Cette gauche antiproductiviste est composée de militantEs au sein des mondes associatifs, syndicaux et politiques, elle est riche de sa biodiversité politique : l’écologie politique, l’écosocialisme, la décroissance, l’écologie populaire, l’autogestion, l’écologie sociale, l’objection de croissance ou l’écologie libertaire…
Mais cette gauche antiproductiviste en a autant ras-le-bol de la politique anti-sociale du gouvernement que de sa politique anti-écologique.
Car il y a urgence à dénoncer sans faille « l’irresponsabilité écologique » du gouvernement et la tyrannie actuelle du productivisme et son alliance idéologique avec un consumérisme des faux-besoins, des grands projets inutiles, des inégalités : le réchauffement climatique, la destruction de la biodiversité, l’épuisement des ressources naturelles ne concernent pas qu’une « question écologique », pas même en l’ajoutant à la « question sociale », ils posent une question fondamentale, celle de l’urgence à transformer radicalement la société.
Tout cela ne sera socialement et écologiquement pertinent que si nous relocalisons notre économie : réduction des transports de marchandises évitables, coopération entre les peuples et les territoires sur les politiques sociales et écologiques.
Ce qui signifie que nous devons refuser l’exploitation et la domination subies par les populations du Sud global, qui sont l’autre face de la mondialisation capitaliste et productiviste. Comment faire semblant d’ignorer que le nucléaire en France signifie le pillage du sous-sol nigérien par Areva ?
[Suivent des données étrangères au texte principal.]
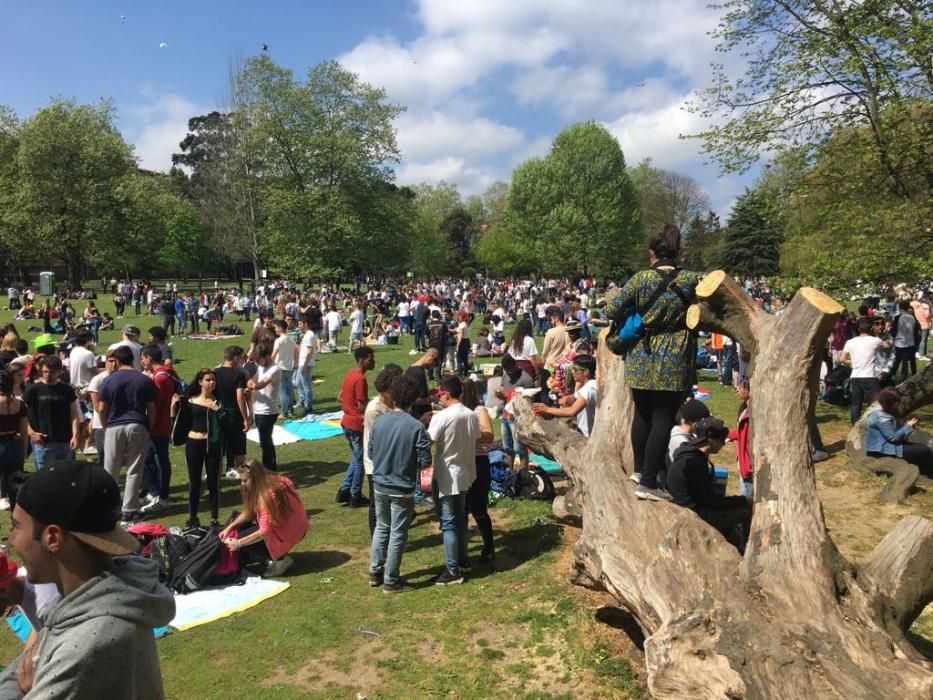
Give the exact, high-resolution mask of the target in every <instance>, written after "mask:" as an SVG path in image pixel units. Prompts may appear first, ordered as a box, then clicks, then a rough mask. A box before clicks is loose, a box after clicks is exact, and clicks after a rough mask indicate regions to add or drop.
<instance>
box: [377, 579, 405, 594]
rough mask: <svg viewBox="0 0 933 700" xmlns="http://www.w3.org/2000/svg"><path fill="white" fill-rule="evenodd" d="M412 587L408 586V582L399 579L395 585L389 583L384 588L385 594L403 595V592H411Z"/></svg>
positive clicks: (385, 585) (404, 580) (382, 590)
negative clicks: (390, 593)
mask: <svg viewBox="0 0 933 700" xmlns="http://www.w3.org/2000/svg"><path fill="white" fill-rule="evenodd" d="M410 590H411V586H409V585H408V581H406V580H404V579H399V580H398V581H396V582H395V583H387V584H385V585H384V586H383V587H382V592H383V593H402V592H403V591H410Z"/></svg>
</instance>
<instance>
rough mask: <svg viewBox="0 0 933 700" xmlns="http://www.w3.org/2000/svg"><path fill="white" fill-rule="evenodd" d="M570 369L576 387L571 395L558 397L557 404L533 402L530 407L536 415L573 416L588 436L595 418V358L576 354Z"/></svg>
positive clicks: (595, 415) (592, 429)
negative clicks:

Le capitalisme n’est pas qu’un mode de production, c’est un mode de vie, le modèle d’une vie aliénée. Au sud de la planète comme de l’Europe, s’expriment de nouvelles façons de dire l’émancipation : du "buen-vivir" amérindien à l’eudémonia (bonheur, bien-être) grecque. Nous entendons aussi ces interpellations ici. Pour nous, la nécessaire réduction des consommations ne peut conduire à l’austérité, cela signifie que nous rejetons le consumérisme qui piège en premier les classes populaires et pousse à acheter sans pouvoir poser la question de l’utilité sociale, de la provenance, des conditions de travail, des déchets. Il nous faut donc mener la lutte des classes dans le domaine de la consommation comme dans celui de la production : nous devons dénoncer l’infernal triptyque de l’obsolescence programmée, de la publicité et du crédit.
La tâche est immense. On ne sortira pas de la crise écologique sans mettre en place, ici et maintenant, des pratiques alternatives d’expérimentation et d’autonomie. Un nouveau modèle d’émancipation doit commencer à émerger, qu’on l’appelle : socialisme antiproductiviste, écosocialisme, société écologique libertaire ou société d’a-croissance…
En rejoignant, le week-end de révolte de gauche nous souhaitons apporter notre contribution avec l’ensemble de la gauche sociale de résistance et de transformation, en nous opposant aussi bien au libéralisme de ce gouvernement qu’à son productivisme.